Um casal de adquirentes de imóvel residencial na planta no empreendimento denominado Condomínio Massimo Residence Nova Saúde, em São Paulo, perante a incorporadora EZ TEC / EZTEC (o nome da SPE era: Paraíso Empreendimentos Imobiliários Ltda.), obteve vitória total na Justiça paulista com a declaração de quebra do “Contrato de Compromisso de Venda e Compra de unidade autônoma” por ato dos próprios adquirentes, que já não mais suportavam arcar com as parcelas, obtendo a devolução à vista de 90% sobre os valores pagos em Contrato + 100% das comissões de corretagem, tudo acrescido de correção monetária desde cada pagamento (correção retroativa) + juros de 1% ao mês.

A aquisição do projeto de imóvel na planta ocorreu em maio de 2014, quando então os pretensos compradores assinaram o contrato perante a incorporadora. Após cerca de 1,5 anos pagando as parcelas, decidiram por não mais seguir com o contrato e procuraram a vendedora para obter a devolução dos valores pagos.

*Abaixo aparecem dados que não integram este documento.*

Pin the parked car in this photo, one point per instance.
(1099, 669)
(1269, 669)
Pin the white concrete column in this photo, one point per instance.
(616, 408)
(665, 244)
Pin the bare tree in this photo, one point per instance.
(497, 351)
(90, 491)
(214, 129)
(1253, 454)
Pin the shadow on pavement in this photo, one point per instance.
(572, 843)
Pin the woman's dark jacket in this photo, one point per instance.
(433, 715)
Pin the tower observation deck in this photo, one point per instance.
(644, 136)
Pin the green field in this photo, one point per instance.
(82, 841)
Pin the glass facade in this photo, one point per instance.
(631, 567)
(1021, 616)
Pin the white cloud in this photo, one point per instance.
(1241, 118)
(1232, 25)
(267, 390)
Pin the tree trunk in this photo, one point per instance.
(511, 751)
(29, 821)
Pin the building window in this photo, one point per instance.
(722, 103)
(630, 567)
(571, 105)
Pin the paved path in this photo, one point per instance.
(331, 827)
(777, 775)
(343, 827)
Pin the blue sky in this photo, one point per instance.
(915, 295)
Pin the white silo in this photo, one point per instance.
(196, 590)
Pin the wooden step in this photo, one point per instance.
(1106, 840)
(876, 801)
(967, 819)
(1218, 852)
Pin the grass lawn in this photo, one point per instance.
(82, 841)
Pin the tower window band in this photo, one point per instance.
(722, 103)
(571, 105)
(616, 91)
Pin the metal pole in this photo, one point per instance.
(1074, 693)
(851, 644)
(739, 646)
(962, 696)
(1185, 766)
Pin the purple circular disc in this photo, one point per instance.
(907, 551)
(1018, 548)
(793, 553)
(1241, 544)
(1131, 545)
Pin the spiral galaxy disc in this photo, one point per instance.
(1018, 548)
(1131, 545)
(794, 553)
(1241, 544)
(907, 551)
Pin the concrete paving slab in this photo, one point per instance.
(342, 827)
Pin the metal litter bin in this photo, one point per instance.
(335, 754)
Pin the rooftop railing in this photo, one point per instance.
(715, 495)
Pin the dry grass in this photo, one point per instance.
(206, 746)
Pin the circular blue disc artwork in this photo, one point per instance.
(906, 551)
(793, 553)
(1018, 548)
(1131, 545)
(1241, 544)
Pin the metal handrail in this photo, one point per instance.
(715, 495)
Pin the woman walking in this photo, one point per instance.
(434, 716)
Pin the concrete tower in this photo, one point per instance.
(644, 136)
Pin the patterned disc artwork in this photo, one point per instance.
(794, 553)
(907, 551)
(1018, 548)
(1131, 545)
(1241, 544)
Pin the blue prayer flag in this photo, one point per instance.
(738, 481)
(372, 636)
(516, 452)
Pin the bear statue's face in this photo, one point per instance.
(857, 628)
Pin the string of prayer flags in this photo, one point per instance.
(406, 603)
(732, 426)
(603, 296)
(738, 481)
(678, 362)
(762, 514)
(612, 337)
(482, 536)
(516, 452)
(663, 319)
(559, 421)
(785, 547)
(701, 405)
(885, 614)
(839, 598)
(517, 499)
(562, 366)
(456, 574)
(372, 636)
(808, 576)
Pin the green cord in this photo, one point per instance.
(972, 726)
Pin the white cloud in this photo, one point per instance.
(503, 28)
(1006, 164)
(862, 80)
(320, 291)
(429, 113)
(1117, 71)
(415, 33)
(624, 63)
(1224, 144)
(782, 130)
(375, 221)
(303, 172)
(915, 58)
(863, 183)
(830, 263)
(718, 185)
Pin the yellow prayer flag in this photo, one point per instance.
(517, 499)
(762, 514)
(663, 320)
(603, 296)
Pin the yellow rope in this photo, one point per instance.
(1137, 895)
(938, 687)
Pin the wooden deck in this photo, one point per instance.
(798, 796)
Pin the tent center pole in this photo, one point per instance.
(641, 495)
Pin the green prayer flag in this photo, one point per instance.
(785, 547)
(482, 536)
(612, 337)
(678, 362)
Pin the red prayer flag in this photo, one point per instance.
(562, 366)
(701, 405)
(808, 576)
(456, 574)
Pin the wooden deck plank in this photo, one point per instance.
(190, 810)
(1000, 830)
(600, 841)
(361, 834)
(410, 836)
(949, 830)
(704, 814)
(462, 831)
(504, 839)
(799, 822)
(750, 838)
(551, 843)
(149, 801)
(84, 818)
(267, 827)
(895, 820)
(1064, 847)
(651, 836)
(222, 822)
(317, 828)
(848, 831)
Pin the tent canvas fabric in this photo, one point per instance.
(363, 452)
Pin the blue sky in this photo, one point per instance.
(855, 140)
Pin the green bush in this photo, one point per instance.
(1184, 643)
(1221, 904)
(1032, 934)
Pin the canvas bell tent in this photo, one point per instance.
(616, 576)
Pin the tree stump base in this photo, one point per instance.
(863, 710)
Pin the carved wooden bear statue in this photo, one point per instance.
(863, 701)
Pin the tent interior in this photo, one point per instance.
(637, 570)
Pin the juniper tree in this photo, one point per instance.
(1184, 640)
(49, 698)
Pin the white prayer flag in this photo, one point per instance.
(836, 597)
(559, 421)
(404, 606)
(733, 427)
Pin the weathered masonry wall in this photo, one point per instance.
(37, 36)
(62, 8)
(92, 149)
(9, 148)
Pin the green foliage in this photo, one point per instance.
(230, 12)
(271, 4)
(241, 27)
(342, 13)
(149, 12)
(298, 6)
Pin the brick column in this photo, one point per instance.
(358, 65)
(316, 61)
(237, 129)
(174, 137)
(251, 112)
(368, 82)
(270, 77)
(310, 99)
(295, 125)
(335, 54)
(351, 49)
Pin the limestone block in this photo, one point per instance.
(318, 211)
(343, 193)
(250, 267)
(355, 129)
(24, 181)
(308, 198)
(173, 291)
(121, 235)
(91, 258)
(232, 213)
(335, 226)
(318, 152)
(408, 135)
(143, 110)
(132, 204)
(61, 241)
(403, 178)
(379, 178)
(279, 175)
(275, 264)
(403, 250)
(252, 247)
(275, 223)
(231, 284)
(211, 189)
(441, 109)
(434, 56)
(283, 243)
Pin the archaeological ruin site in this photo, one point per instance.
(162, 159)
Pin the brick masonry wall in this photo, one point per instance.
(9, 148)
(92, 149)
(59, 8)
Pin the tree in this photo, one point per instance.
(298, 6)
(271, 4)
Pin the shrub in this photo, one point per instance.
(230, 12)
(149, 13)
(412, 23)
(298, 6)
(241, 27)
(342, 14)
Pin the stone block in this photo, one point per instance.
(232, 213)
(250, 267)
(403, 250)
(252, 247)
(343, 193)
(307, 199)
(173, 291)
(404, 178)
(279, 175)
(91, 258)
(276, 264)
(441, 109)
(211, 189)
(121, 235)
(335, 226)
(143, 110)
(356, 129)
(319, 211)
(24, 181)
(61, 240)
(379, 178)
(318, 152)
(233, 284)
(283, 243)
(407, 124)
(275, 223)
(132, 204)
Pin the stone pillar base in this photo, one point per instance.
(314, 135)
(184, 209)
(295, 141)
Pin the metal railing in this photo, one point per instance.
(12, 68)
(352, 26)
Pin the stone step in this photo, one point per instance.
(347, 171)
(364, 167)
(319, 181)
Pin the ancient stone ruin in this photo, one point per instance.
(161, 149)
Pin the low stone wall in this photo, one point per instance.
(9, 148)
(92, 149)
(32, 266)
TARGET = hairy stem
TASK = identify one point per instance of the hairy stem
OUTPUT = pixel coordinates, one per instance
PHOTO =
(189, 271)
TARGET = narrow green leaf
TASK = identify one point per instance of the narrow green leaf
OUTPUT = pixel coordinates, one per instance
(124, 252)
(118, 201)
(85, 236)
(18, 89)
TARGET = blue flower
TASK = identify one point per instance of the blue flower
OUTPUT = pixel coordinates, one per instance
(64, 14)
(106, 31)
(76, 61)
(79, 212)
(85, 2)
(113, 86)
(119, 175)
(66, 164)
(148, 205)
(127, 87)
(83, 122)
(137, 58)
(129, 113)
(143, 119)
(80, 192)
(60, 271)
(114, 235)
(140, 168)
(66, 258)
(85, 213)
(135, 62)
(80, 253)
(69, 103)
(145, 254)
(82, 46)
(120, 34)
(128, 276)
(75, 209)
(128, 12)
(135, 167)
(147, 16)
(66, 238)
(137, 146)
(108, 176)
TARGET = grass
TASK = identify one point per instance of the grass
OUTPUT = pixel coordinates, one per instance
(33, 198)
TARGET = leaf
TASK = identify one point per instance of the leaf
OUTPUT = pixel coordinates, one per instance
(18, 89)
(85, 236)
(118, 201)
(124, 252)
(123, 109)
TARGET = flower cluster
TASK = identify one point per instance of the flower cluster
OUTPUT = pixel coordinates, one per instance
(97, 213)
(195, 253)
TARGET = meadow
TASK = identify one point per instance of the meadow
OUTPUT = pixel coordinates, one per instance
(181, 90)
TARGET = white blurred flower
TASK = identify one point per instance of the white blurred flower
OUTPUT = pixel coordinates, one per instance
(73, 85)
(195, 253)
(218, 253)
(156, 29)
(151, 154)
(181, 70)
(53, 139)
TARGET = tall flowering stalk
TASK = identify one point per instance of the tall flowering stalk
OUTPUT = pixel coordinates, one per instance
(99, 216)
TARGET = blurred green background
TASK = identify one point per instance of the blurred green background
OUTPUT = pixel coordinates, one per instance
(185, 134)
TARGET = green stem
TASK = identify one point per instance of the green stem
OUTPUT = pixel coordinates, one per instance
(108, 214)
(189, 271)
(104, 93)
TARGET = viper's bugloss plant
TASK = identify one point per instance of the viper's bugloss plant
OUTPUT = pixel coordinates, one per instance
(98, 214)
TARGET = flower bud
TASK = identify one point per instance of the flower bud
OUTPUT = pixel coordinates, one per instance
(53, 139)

Porém, a incorporadora informou que devolveria somente o equivalente a 30% (trinta por cento) dos valores pagos em contrato e recusou a devolução integral das importâncias pagas a título de comissão de corretagem.

Inconformados com a resposta obtida perante a vendedora, os compradores procuraram o Poder Judiciário.

O escritório MERCADANTE ADVOCACIA ingressou com uma Ação de Rescisão Contratual perante o Foro Central de São Paulo, expondo a situação ao Juiz do caso e solicitando o desfazimento do negócio por ato dos adquirentes, bem como a condenação da incorporadora na restituição de parte considerável dos valores pagos e a totalidade das importâncias pagas a título de comissão de corretagem.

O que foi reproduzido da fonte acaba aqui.